Three women harvest grain in a lush green field.

Still from Stone Have Laws by Tolin Alexander and the duo Lonnie van Brummelen and Siebren de Haan. Press Photo

Titled Beyond Representation and the Passive Image: Cinema for Liberation from the Caribbean, the program of thirteen films drawn from the Anansi TV collection.

Previously selected for the annual Third Horizon Film Festival it includes features and shorts, fiction films and documentaries, with a particular focus on creative nonfiction. In this intersection of the real and the imagined, Caribbean filmmakers cultivate a cinematic language rooted in collective creation to make decolonial cinema, invested in the ultimate goal of liberation, in the belief a better world is possible.

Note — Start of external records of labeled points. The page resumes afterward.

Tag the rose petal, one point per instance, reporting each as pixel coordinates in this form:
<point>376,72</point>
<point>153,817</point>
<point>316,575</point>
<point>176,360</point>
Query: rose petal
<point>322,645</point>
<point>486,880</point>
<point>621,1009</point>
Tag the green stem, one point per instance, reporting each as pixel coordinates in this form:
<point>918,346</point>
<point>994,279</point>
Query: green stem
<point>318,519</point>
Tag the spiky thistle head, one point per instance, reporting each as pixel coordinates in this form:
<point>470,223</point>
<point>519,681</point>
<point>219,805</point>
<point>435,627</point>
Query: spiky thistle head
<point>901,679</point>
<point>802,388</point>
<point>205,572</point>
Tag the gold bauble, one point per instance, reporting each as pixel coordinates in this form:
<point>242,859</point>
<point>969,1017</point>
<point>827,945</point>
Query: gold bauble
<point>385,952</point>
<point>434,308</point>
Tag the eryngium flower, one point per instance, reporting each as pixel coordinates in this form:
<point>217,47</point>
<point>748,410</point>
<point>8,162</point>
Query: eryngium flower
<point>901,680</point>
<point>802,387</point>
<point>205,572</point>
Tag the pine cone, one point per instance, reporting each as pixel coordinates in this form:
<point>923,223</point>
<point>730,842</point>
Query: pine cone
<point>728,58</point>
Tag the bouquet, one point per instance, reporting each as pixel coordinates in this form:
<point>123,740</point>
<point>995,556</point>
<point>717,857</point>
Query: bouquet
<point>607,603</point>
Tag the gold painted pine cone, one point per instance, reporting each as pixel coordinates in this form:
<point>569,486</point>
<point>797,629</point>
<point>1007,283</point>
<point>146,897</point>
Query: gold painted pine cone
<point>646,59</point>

The selection brings together Trinidadian artist and performer Oba, whose collaboration with Adam Khalil, a member of the Ojibway tribe, and Brookly based filmmaker Bayley Sweitzer reimagines the colonial encounter through a surreal, vampiric lens; Suriname theatre director Tolin Alexander and Dutch duo Lonnie van Brummelen and Siebren de Haan’s Stone Have Laws is rooted in the land and spiritual practices of the Maroon communities of Suriname; Cuban filmmaker Dami Saínz brings a queer, Afro-cuban perspective to the screen, and The Living; and the Dead Ensemble, a collective of Haitian, French, and British artists summon the ghosts of the Haitian Revolution to envision new forms of collective storytelling.

Third Horizon is a nonprofit organization dedicated to uplifting cinema and filmmakers from the Caribbean, its diaspora, and other marginalized and underrepresented spaces in the Global South.

Cinelogue is an online platform for film curation, global streaming, and critical dialogue, with a strong focus on the cinema of the Global Majority.

Eight additional films will be released through the program by December 2025.